THOMAS OBERENDER: Und so, wie es in der Wirtschaft Mindesteinkommen gibt und bei Managern die Diskussion über Maximaleinkommen, wird eine solche Deckelung ja auch im Kunstbereich diskutiert, insbesondere im Bereich der Solisten und Dirigenten. Sind individuelle Abendgagen von 20 oder 30 Tausend Euro an staatlich ausgebildete Solisten oder Dirigenten in staatlich geförderten Strukturen zu rechtfertigen?

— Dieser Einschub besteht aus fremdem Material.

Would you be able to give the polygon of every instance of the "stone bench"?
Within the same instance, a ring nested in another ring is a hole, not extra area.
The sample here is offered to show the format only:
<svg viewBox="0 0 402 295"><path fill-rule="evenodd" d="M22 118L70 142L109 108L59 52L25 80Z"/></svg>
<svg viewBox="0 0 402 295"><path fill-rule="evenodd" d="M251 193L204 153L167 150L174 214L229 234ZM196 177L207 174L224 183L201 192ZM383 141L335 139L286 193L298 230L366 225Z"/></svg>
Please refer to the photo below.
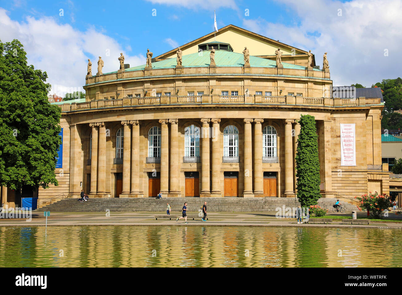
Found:
<svg viewBox="0 0 402 295"><path fill-rule="evenodd" d="M199 216L198 215L187 215L187 220L192 219L193 220L194 220L195 219L197 219L198 218L201 219L201 218L202 218L203 217L203 216L204 216L203 215L202 216ZM181 215L180 215L180 216L178 215L155 215L154 217L155 220L157 220L158 219L159 219L159 220L171 220L172 219L173 219L173 220L176 220L176 218L179 217L181 217ZM207 220L208 220L208 217L207 216Z"/></svg>
<svg viewBox="0 0 402 295"><path fill-rule="evenodd" d="M369 224L370 220L368 219L343 219L342 223L348 224Z"/></svg>
<svg viewBox="0 0 402 295"><path fill-rule="evenodd" d="M309 218L307 223L330 223L332 218Z"/></svg>

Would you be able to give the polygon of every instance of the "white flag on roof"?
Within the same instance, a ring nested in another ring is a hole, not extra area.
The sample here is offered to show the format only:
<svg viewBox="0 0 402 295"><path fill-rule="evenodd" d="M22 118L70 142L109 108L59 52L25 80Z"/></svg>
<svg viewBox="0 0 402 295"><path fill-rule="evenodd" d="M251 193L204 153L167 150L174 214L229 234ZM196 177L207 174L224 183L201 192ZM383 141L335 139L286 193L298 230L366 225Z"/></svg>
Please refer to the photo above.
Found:
<svg viewBox="0 0 402 295"><path fill-rule="evenodd" d="M216 32L217 32L218 31L218 27L216 25L216 14L215 14L215 10L213 11L213 15L215 16L215 22L214 23L214 24L215 26L215 31L216 31Z"/></svg>

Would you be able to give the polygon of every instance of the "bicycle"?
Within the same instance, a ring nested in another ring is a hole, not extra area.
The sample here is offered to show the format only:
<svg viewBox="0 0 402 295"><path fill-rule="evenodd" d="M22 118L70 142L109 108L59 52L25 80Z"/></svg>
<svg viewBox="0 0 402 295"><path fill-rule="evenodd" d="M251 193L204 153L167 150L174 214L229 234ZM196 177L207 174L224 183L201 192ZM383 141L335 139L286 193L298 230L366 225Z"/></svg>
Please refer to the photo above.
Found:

JONAS ZIPF: Was ja auch unheimlich schwer nach außen zu erklären ist. Die Revolution des bedingungslosen Grundeinkommens wäre aber vor allem, dass man wieder stärker über den eigentlichen Raum der Kunstproduktion redet. Das ist schön, das gefällt mir.

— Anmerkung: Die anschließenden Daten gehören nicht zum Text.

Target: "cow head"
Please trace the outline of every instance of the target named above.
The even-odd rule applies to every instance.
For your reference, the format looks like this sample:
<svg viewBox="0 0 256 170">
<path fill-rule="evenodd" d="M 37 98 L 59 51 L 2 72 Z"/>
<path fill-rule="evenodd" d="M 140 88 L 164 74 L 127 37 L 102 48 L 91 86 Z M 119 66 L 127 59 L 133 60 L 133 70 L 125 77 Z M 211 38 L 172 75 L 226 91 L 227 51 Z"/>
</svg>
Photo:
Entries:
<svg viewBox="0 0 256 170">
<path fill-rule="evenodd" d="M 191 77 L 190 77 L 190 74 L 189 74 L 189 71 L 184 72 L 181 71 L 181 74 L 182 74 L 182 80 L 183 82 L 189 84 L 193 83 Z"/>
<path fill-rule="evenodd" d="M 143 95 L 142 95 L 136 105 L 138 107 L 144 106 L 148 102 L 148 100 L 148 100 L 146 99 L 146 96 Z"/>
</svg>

THOMAS OBERENDER: Ja. Also ja, es ist ein bisschen ideal gesprochen, aber dem folge ich gerne.
JONAS ZIPF: Corona heißt ja im Wortstamm lateinisch Kranz oder Krone. Also etwas, was nach außen strahlt. Dieser Begriff, der hat ja eine sinnbildliche Dimension für das, womit wir uns jetzt beschäftigen. Was strahlt ab? Was lernen wir daraus? Ohne, dass wir der Gefahr anheimfallen, zu viel da hinein zu projizieren. Ich habe jedenfalls mindestens genauso viele Ängste. Sie haben Latour ins Gespräch gebracht und damit kommen zu noch größeren, schicksalhaften Fragen. Ich spreche vom Klima, der Frage der Menschheit im globalen Maßstab. Vom Anthropozän.
THOMAS OBERENDER: Was verstehen Sie darunter?

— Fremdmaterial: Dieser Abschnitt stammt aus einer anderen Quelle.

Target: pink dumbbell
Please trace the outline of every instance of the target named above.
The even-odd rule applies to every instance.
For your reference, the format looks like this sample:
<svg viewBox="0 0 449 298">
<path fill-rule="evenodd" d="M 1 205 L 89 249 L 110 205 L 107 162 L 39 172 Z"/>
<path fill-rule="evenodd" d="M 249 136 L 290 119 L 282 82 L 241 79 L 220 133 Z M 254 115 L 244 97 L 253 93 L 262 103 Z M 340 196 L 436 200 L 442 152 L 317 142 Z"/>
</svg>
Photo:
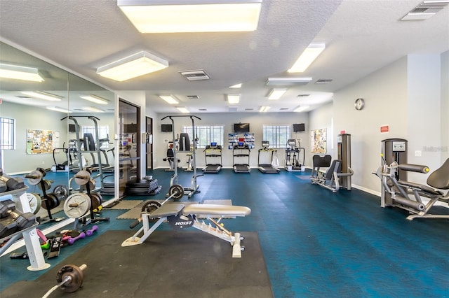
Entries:
<svg viewBox="0 0 449 298">
<path fill-rule="evenodd" d="M 76 240 L 82 239 L 83 238 L 86 238 L 86 233 L 84 233 L 83 232 L 81 232 L 81 233 L 79 233 L 79 235 L 76 236 L 76 237 L 69 238 L 67 239 L 67 243 L 69 243 L 69 245 L 71 246 L 73 243 L 74 243 Z"/>
<path fill-rule="evenodd" d="M 87 231 L 86 231 L 86 236 L 87 236 L 88 237 L 92 236 L 93 232 L 98 229 L 98 226 L 94 225 L 93 227 L 92 227 L 92 229 L 88 229 Z"/>
</svg>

JONAS ZIPF: Es stellt sich doch die Frage: Vernachlässigen wir nicht all die uns bestimmenden Kräften? Diese Annahme eines Anthropozän ist doch letztlich eine Hybris. Wer, wenn nicht der Mensch, wollte behaupten: Wir können die ganze Naturgeschichte mit ein paar Jahren Menschheitsgeschichte eliminieren. Denn wir sind jetzt die Krone der Schöpfung, um beim Wort «Krone» zu bleiben…
THOMAS OBERENDER: …ja, das ist so. Diese Überbetonung des Faktors Mensch ist irgendwie auch fragwürdig in diesem Titel für ein Zeitalter…
JONAS ZIPF: …Genau, als ob sich alles nach uns richten würde. Als ob wir die Natur überwunden hätten…
THOMAS OBERENDER: …Der Ausgangsgedanke für diese Wortschöpfung war ja lediglich, dass wir, unsere Spezies, plötzlich selber zu einer Naturgewalt geworden sind und seit dem Beginn der Moderne durch die Industrialisierung so katastrophale Naturzerstörungen im Erdsystem angerichtet haben, wie früher nur ein gesamtes geologisches Zeitalter…
JONAS ZIPF: …Genau. Und eigentlich erleben wir ja gerade, wie unglaublich fragil und wie sehr wir der Natur ausgeliefert sind.